Isaac GR00T N1 from NVIDIA uses a dual-system design that parallels Helix's S1/S2 architecture: a VLM module for scene understanding coupled with a diffusion transformer for action generation, running at 120 Hz. GR00T N1 was trained on a mixture of real teleoperation data, human video, and NVIDIA-generated synthetic data from Cosmos and Isaac Lab.[13] It was released as an open foundation model that third-party humanoid robot manufacturers can adapt, in contrast to Helix, which is tightly integrated with Figure's hardware and not publicly licensed.[13]
The core architectural distinction between Helix and most other VLAs is its 200 Hz continuous control rate and its 35-DoF whole-body action space.[1] Most VLA models target arm manipulation with 6-7 DoF at lower control frequencies. Helix's high-rate output is what allows it to handle the reactive, real-time adjustments required for humanoid whole-body manipulation. The tradeoff is that the design is specific to Figure's robot hardware and not straightforwardly portable to other platforms.
Another notable difference is the training data profile. Pi0 and GR00T N1 both incorporate large quantities of synthetic simulation data alongside real robot data. Helix v1 was trained exclusively on real teleoperated demonstrations, relying on data quality rather than simulation-generated volume.[1] Helix 02 introduced simulation-trained System 0, bringing Figure's approach closer to the sim-to-real paradigm used by competitors, but S1 and S2 continued to rely on human demonstration data.[3]
Several limitations in Helix's capabilities and deployment context were identified through Figure's own technical disclosures and the BMW program findings.
The original Helix controlled only the upper body. The lower body ran under separate hand-coded controllers, meaning the robot could not simultaneously walk and manipulate with the same neural policy. This was the primary gap that Helix 02 addressed.[3]
System 1, in the original design, relied mainly on proprioception for base stabilization, giving the robot limited environmental awareness outside its upper-body workspace. Navigation in complex or unstructured environments, including stairs and uneven terrain, required separate systems or manual switching prior to the System 0 integration in Helix 02.
The BMW deployment revealed that hardware reliability, not the AI policy itself, was the binding constraint in sustained industrial use. The forearm failure rate required intervention and ultimately drove a full redesign of the wrist subsystem for Figure 03.[5] Industrial deployment at scale exposed failure modes that controlled laboratory testing did not.
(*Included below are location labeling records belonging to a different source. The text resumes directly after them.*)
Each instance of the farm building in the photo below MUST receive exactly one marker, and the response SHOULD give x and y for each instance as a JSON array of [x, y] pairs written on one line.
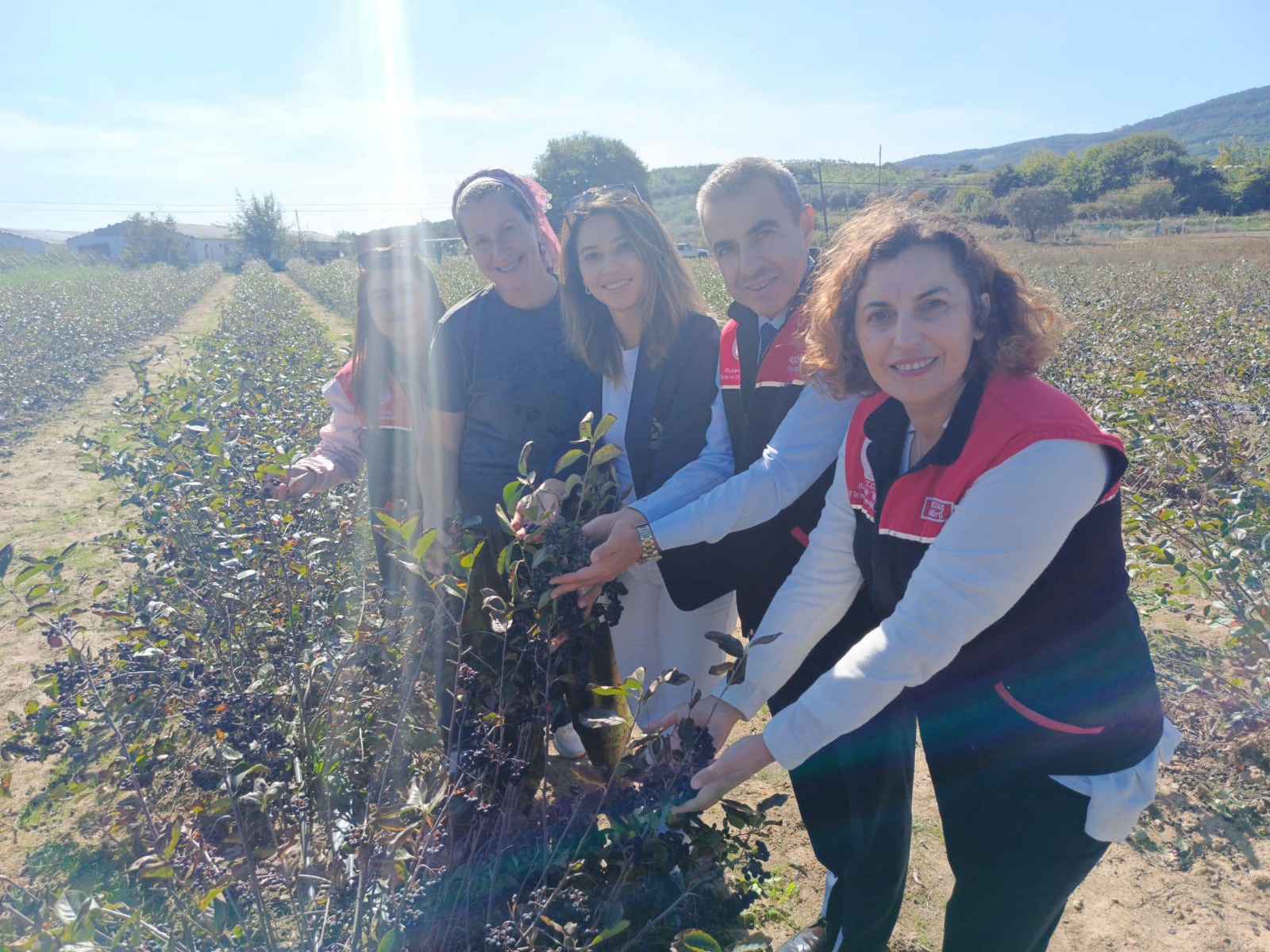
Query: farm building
[[33, 240], [206, 243]]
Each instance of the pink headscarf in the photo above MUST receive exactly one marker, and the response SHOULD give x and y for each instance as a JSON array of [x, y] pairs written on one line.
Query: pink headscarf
[[537, 200]]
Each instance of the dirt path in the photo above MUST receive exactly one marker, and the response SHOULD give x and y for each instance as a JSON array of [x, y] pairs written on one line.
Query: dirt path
[[48, 501], [1191, 879]]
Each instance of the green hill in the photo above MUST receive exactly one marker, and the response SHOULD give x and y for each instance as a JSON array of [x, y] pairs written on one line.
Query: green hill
[[1199, 127], [673, 190]]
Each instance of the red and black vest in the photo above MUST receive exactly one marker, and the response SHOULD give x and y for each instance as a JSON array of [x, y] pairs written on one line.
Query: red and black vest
[[1064, 681], [756, 397]]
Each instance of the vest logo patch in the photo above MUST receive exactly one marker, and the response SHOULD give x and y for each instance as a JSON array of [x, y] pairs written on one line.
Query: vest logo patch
[[937, 509], [865, 494]]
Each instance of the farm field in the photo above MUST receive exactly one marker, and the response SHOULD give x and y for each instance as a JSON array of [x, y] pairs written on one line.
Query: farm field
[[64, 325], [244, 651]]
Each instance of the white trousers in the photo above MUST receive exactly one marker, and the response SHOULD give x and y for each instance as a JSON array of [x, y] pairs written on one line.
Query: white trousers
[[654, 635]]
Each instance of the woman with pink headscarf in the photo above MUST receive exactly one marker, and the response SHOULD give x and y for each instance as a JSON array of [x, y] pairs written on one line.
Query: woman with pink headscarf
[[499, 368]]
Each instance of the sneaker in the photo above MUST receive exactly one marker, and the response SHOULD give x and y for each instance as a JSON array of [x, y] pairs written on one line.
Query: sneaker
[[810, 939], [568, 744]]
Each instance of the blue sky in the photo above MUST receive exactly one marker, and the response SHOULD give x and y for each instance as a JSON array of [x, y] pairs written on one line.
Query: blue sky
[[366, 113]]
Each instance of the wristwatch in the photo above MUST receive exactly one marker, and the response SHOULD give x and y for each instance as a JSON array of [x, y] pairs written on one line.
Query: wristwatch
[[649, 550]]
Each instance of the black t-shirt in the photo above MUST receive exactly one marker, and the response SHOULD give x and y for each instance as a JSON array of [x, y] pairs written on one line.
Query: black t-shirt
[[510, 371]]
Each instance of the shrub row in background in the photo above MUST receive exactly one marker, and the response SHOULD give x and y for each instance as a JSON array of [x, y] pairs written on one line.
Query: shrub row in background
[[64, 327], [258, 743]]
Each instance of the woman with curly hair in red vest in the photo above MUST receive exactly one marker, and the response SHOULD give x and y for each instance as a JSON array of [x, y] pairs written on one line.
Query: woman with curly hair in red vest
[[979, 509], [376, 399]]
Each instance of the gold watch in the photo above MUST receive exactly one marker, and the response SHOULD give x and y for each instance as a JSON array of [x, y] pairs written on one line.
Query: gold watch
[[649, 550]]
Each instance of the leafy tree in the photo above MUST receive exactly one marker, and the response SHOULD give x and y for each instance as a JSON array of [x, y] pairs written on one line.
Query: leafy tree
[[1199, 186], [1149, 198], [1003, 181], [1081, 175], [1143, 155], [977, 205], [1248, 188], [152, 240], [1032, 209], [575, 163], [1039, 168], [260, 226]]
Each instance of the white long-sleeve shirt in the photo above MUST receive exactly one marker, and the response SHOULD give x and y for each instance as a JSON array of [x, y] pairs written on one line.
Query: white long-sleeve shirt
[[705, 501], [1005, 531]]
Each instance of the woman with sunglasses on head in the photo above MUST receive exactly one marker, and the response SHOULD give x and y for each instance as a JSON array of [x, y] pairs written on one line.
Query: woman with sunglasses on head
[[499, 370], [635, 317], [376, 399], [978, 509]]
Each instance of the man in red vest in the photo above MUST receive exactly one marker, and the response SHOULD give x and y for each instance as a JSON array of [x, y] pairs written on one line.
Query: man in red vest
[[753, 495]]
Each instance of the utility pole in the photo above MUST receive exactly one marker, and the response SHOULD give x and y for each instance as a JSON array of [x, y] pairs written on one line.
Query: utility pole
[[825, 206], [300, 234]]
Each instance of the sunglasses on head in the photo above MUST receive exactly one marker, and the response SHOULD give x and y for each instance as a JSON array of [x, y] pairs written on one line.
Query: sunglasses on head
[[619, 192]]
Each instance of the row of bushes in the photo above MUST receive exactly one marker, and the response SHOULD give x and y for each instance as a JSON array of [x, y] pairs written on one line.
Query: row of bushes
[[256, 753]]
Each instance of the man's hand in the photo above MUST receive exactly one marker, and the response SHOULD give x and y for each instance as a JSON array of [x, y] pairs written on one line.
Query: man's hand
[[607, 562], [295, 484], [736, 766]]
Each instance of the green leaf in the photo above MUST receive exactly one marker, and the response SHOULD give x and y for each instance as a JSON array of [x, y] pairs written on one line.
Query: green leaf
[[600, 717], [619, 927], [568, 460], [511, 495], [728, 643], [610, 451], [423, 545], [695, 941], [606, 423]]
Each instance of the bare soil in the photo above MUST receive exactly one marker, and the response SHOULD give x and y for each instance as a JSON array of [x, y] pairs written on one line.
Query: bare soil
[[1194, 876]]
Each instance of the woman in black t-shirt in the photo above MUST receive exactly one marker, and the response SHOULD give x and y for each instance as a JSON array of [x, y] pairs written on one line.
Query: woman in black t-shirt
[[498, 367], [498, 370]]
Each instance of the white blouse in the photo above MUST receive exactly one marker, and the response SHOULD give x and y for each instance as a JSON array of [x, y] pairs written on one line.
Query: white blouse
[[616, 400]]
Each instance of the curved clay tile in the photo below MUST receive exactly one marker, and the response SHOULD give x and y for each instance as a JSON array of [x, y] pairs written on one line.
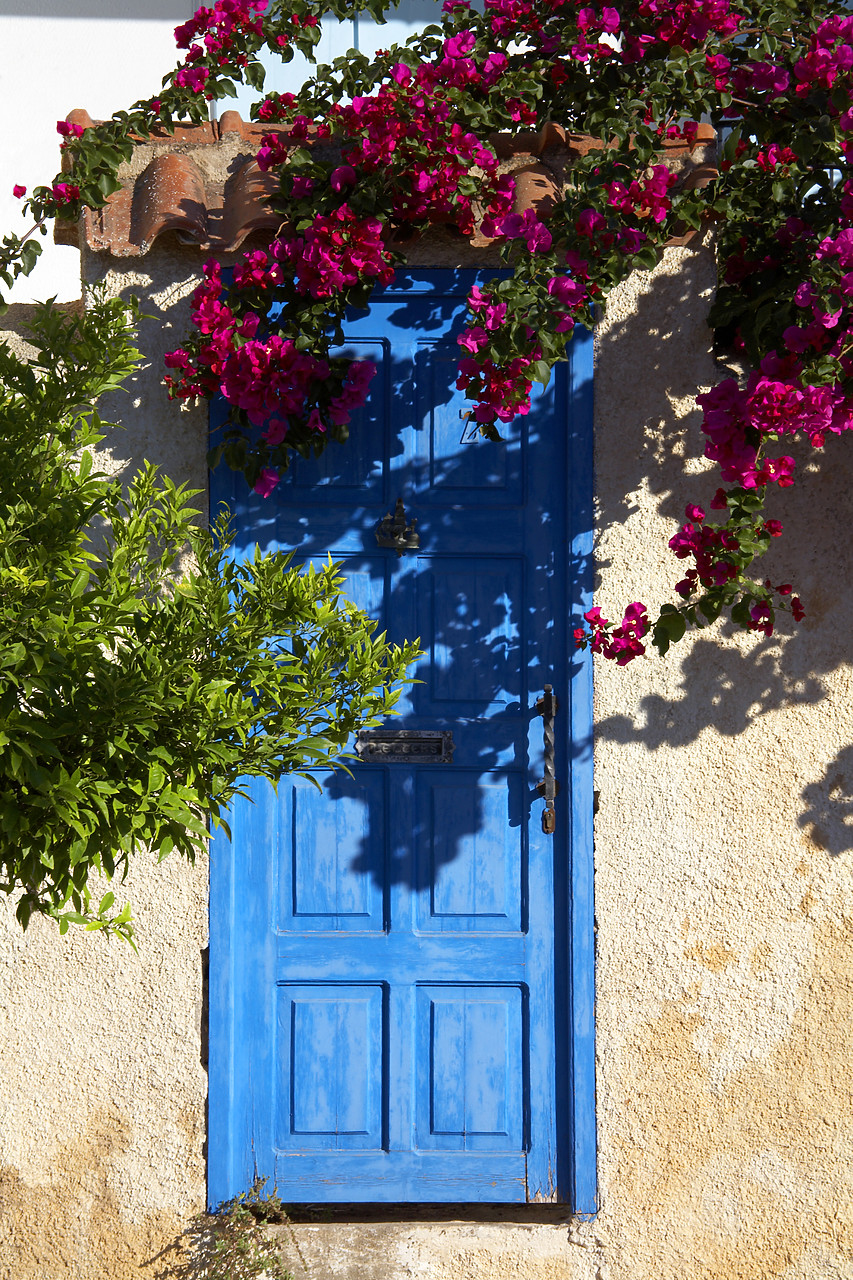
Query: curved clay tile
[[80, 115], [534, 188], [245, 208], [169, 196]]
Figure's training approach requires large quantities of high-quality human demonstration data. The company was explicit that teaching a new behavior still requires either extensive teleoperation or programming. The 8-hour dataset figure for the logistics variant was held up as an achievement of data efficiency, but it still represents a meaningful collection effort per task category.[2] Generalizing to entirely new task domains beyond the existing training distribution remains a research problem.
In November 2025, Figure's former principal robotic safety engineer, Robert Gruendel, filed a lawsuit alleging the company had terminated his employment after he raised concerns that the robots posed injury risks, specifically that they were capable of generating forces sufficient to fracture a human skull. The company disputed the characterization. The suit, filed on November 21, 2025 in federal court in the Northern District of California, also alleged that a malfunctioning robot had gashed a steel refrigerator door; Figure said Gruendel was terminated for poor performance and called the allegations falsehoods it intended to discredit in court.[22] The case highlighted broader industry questions about safety evaluation standards for humanoid robots deployed in proximity to workers.
Figure 03 targeted home deployment in late 2026, but as of early 2026, no commercially available unit had been placed in a private residence. Adcock publicly noted that he would not release the robot for unsupervised home use until safety thresholds he had not yet fully specified were met.